The Ileret footprint assemblages (as well as other footprint sites) present researchers with remarkable windows into past events without the traditional confounding paleontological factors of time- and space-averaging. The large number of footprints within this sample provides an opportunity to test hypotheses about within-population sexual dimorphism, an anatomical trait that has the potential to be extremely informative with regards for hominin social structure. Our results find that the pattern of size dimorphism in the Ileret footprints is more consistent with the pattern seen in modern humans than with the much higher level of dimorphism seen in gorillas.
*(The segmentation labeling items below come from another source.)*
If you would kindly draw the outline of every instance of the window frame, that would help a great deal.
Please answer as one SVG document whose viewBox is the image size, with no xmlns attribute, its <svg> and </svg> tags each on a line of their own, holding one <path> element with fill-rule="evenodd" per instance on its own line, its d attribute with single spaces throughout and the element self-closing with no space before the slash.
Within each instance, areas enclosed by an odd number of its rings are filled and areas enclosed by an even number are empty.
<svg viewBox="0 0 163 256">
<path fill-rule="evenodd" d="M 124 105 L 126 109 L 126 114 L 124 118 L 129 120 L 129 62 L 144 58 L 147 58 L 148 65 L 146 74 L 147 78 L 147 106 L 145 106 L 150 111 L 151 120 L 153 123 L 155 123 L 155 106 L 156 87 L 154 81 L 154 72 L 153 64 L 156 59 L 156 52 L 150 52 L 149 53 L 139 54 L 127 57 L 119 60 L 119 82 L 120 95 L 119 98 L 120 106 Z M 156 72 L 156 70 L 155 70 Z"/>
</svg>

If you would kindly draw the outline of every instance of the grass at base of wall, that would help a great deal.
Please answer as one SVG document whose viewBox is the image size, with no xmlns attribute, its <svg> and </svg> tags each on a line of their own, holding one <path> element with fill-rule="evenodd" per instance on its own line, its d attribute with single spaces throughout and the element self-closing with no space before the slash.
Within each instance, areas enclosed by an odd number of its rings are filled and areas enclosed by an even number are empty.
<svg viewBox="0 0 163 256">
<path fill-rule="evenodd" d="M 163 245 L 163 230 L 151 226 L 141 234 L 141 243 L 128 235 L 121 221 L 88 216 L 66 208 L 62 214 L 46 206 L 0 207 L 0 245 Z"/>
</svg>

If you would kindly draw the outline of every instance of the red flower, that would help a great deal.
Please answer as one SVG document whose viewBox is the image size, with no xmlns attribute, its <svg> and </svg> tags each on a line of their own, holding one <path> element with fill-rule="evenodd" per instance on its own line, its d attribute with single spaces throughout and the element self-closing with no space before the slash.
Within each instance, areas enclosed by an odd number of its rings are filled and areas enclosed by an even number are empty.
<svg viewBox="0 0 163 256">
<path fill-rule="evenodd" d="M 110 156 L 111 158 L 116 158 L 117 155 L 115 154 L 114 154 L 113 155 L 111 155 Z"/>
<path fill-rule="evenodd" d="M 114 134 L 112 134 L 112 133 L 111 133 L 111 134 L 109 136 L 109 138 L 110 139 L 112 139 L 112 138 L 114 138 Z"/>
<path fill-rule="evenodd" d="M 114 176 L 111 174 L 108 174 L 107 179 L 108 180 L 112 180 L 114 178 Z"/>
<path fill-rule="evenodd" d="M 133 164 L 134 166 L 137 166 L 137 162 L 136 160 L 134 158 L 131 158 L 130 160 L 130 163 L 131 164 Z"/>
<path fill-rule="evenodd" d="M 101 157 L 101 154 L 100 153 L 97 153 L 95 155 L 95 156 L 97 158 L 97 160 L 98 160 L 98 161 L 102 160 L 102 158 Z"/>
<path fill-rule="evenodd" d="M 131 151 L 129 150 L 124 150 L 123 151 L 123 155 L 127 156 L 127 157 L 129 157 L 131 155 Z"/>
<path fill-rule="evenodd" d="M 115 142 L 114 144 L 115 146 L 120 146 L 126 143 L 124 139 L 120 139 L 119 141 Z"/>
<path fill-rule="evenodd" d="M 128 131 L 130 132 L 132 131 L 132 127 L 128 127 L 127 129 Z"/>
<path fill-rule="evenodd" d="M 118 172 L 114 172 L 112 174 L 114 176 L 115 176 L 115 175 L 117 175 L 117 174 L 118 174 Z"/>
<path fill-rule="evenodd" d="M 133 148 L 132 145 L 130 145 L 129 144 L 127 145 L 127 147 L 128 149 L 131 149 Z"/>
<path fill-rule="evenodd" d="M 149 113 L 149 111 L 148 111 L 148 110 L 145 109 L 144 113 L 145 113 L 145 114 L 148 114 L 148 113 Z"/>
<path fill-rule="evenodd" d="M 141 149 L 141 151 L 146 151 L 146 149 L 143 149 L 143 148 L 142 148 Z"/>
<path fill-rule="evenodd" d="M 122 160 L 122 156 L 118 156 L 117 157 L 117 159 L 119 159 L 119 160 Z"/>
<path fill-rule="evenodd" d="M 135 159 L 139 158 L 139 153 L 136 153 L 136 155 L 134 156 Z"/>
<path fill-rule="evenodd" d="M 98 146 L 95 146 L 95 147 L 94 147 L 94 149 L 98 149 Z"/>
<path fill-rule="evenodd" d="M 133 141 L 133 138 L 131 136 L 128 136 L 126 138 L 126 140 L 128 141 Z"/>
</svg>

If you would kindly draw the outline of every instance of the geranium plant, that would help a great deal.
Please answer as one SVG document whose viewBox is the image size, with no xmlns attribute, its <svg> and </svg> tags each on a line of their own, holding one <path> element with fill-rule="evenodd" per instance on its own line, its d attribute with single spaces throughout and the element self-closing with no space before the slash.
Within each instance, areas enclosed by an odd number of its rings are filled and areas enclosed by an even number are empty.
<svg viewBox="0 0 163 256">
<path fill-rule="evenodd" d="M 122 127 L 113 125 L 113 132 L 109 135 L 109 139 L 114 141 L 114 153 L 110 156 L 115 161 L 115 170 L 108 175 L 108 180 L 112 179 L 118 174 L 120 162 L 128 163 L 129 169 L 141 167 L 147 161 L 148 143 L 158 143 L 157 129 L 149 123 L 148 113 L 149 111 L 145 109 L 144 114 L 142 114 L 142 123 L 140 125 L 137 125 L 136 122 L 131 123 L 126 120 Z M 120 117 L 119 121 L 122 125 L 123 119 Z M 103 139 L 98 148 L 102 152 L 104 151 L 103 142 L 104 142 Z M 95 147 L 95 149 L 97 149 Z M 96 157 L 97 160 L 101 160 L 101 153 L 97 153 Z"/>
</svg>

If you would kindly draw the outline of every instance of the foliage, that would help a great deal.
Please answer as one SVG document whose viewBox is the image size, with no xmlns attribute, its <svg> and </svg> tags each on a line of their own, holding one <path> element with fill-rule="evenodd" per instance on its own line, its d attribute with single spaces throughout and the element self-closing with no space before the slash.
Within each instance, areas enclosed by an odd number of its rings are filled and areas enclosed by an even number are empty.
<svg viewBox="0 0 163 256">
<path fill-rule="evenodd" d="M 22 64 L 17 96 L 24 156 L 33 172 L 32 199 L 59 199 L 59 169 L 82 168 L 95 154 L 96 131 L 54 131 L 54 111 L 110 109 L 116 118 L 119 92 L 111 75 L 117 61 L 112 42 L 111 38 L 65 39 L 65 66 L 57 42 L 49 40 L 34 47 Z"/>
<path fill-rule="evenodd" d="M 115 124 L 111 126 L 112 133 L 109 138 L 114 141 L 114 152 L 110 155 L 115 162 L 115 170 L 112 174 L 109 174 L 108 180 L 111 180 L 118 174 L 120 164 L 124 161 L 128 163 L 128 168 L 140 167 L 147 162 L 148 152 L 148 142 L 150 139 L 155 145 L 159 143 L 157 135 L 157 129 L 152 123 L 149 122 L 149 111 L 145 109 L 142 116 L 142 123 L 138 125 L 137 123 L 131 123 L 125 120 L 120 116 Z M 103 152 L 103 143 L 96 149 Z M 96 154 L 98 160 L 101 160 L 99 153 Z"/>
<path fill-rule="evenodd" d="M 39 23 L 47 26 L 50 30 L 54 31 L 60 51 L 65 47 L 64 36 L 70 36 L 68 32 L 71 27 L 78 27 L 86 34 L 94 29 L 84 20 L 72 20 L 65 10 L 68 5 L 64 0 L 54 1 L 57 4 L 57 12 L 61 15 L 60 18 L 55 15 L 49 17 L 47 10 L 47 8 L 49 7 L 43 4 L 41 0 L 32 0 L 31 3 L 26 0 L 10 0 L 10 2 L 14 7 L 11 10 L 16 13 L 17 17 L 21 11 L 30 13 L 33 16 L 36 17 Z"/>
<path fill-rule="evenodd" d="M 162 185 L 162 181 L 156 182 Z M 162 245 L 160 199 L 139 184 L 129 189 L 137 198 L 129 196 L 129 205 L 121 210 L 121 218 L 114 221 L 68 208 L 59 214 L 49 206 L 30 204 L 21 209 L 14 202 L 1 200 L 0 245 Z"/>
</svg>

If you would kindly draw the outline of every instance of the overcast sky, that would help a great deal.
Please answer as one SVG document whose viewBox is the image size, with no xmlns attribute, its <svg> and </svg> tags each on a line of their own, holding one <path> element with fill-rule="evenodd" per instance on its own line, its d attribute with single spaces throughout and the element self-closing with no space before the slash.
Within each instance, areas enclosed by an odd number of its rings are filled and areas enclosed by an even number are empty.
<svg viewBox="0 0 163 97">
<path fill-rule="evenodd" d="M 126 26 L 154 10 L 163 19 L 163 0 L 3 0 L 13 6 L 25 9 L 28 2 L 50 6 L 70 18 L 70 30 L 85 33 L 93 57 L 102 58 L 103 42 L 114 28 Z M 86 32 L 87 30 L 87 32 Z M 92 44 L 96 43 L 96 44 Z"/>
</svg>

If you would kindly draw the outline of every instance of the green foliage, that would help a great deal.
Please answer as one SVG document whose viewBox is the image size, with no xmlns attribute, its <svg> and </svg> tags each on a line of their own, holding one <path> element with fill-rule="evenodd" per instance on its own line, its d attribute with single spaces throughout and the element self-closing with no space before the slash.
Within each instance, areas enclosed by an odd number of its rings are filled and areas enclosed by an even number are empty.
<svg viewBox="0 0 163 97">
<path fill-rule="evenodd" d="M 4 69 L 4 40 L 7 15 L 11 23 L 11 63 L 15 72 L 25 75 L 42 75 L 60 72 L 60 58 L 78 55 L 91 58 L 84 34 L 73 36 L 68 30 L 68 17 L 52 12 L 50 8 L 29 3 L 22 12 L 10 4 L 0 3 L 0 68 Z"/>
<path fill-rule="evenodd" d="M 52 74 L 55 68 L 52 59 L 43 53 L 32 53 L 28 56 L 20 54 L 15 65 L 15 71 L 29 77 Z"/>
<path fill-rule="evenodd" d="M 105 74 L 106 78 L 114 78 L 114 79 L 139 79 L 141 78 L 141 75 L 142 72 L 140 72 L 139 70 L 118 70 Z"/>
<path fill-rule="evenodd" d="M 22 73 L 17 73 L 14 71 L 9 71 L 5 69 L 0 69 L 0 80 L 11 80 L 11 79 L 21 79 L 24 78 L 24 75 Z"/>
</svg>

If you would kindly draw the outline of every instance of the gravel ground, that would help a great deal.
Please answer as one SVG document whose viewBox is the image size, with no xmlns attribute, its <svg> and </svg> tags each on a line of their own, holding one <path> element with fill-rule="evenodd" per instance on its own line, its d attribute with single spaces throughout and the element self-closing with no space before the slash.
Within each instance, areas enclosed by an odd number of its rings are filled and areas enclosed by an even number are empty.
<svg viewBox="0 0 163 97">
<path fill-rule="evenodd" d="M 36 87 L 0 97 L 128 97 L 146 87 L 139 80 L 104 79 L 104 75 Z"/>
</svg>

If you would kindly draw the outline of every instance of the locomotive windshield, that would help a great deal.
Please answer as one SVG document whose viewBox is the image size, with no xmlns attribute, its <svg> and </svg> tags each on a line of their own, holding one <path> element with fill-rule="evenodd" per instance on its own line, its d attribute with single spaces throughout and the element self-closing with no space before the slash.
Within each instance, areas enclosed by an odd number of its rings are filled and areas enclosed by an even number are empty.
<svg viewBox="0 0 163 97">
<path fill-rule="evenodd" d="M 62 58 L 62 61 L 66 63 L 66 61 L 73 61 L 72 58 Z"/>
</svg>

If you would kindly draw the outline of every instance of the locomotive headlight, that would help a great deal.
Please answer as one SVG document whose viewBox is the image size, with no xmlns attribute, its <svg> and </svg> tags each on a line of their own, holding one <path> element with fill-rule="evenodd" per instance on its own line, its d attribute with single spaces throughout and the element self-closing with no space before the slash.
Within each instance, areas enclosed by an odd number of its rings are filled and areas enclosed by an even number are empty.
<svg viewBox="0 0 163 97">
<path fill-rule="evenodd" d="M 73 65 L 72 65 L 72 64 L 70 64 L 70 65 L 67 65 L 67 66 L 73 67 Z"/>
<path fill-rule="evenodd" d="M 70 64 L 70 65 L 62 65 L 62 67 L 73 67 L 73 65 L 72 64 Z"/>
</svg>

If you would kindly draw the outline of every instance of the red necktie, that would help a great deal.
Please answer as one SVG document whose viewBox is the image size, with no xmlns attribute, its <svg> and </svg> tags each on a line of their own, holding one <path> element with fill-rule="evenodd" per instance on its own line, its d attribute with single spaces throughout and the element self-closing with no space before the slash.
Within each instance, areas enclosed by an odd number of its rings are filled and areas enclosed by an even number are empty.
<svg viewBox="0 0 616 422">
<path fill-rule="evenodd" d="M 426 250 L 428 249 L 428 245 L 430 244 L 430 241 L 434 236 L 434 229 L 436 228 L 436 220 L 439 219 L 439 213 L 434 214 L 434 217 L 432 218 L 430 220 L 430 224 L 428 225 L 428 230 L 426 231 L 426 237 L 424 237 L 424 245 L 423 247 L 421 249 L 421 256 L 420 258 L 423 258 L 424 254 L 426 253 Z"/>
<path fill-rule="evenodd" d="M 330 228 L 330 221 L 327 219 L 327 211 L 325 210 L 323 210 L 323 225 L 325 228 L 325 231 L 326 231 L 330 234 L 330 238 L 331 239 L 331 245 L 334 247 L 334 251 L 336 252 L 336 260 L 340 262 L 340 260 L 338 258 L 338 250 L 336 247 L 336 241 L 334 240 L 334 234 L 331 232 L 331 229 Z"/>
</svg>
The relatively high level of dimorphism seen in the Laetoli footprints (consistent with a gorilla-like level of dimorphism) provides a critical contrast for the Ileret sample. And while we are cognizant of the limitations of behavioral inference from an independent indicator such as body-size dimorphism, we parsimoniously interpret our results as suggesting that by 1.5 million years ago, at least one hominin species, most likely H. erectus, had transitioned away from polygyny.

Significance

Understanding social behavior is critical for any animal yet interpreting behavioral patterns can be particularly difficult for extinct species. Social behaviors of fossil taxa are often inferred from their apparent levels of sexual dimorphism, as this characteristic often relates to social structure. However, fossil records that are typically fragmentary, and averaged across substantial amounts of both time and space, can make it difficult to accurately reconstruct this critical measure. We present the first use of fossil hominin footprints for assessment of sexual dimorphism, using the 1.5 Ma presumed Homo erectus footprint site near Ileret, Kenya. Our results indicate that these members of Homo erectus had a pattern of sexual dimorphism that was intermediate between earlier Australopithecus and later Homo sapiens. This study provides a novel approach for assessing sexual dimorphism in the human fossil record and gives the first view of within-population sexual dimorphism in African Homo erectus.